Ich war sechs Jahre in der Schulkommission (Sek st I) und im Fachbereirat in einer Berufsschule (Sek st II) und kenne die Systeme und ihre Wirkung leider nur zu gut. Ich hoffe sehr auf Harmos und denke dass der neue Lehrplan doch einiges bewegen könnte. Während zehn Jahren habe ich in der Lehrlingsausbildung des grössten privaten Arbeitgebers über 1000 Lehrplätze vergeben. Und weiss ganz genau was da aus den verschiedenen Schulstufen erwartet werden kann.
Bei Peter würde ich einen Motivationsfaktor suchen, wo er sich durch gute Arbeit profilieren kann. Gleichzeitig soll es auch für Sie einen weiteren Nutzen geben. Es soll Sie auch von Aufgaben entlasten.
Ein intrinsischer Anreiz könnte z.B. der Aufbau einer Lernplattform sein…
Erster Schritt; er erhält zu einem Kursraum einen Zugang und erhält dort Kursleiter rechte. Er kann der Aufbau der Seite selber gestalten und walten. Er wird sich nicht blamieren wollen und so sehr intensiv damti arbeiten. Wenn das Grundgerüst einmal steht, dann geht es weiter.

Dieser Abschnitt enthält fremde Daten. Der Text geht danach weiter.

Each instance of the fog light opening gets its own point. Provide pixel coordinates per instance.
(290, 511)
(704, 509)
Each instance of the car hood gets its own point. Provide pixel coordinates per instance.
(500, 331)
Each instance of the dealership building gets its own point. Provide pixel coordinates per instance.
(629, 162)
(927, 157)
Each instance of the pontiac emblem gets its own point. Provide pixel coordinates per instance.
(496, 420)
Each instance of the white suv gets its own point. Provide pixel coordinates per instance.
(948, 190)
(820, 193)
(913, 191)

Wo hat der Schüler seine grössten Lücken. Er darf selber entscheiden in welchem der Fächer (Sie geben diese vor) er die Seite füllen will. Mit diesem Fach soll er dann im zweiten Schritt mit der Aufarbeitung dieses Lehrstoffs beginnen. Das wie überlassen Sie dann ihm.

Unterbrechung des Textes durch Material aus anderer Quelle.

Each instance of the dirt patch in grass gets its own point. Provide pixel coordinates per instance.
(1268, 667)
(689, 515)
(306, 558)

Sie können mit ihm dealen, welche Themenpunkte schwergewichtig in dem gewählten Fach aufgearbeitet werden sollen.
Mit Eduquanet geht das nicht wirklich gut, da Sie Berechtigungen nur bedingt weiter geben können. Ich abeite geschäftlich wie privat sehr viel mit Moodle und habe mir vor drei Wochen in Zürich von einem Kollegen eine ganz neue Moodle 2.0 aufsetzen lassen. Diese teste ich im Moment sehr intensiv. Dort stelle ich Ihrem Schüler (wenn er wirklich selber aus dem Trott steigen will) einen Kursraum zur Verfügung.

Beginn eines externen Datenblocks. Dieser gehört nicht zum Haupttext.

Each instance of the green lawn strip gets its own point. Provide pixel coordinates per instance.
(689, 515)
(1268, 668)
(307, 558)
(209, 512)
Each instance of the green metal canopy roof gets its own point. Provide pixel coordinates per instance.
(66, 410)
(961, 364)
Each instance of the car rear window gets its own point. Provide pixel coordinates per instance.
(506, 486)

Die Plattform ist sehr einfach, so dass er zuerst einfach eimal probieren soll. Wenn von ihm gewünscht, komme ich in das Schulhaus und beantworte ihm an einem Schul-PC seine Fragen und gebe ihm ein paar gute Tipps.
Auf der Plattform würde ich ihn dann auch danach noch weiter begleiten können.
Es ist mir einfach wichtig, dass er diese „Arbeit“ auch wirklich für sich und dadurch auch für Sie und dann ganz bestimmt auch für die Mitschüler machen will.
Nun bin ich sehr gespannt ob er diesen Weg gehen will.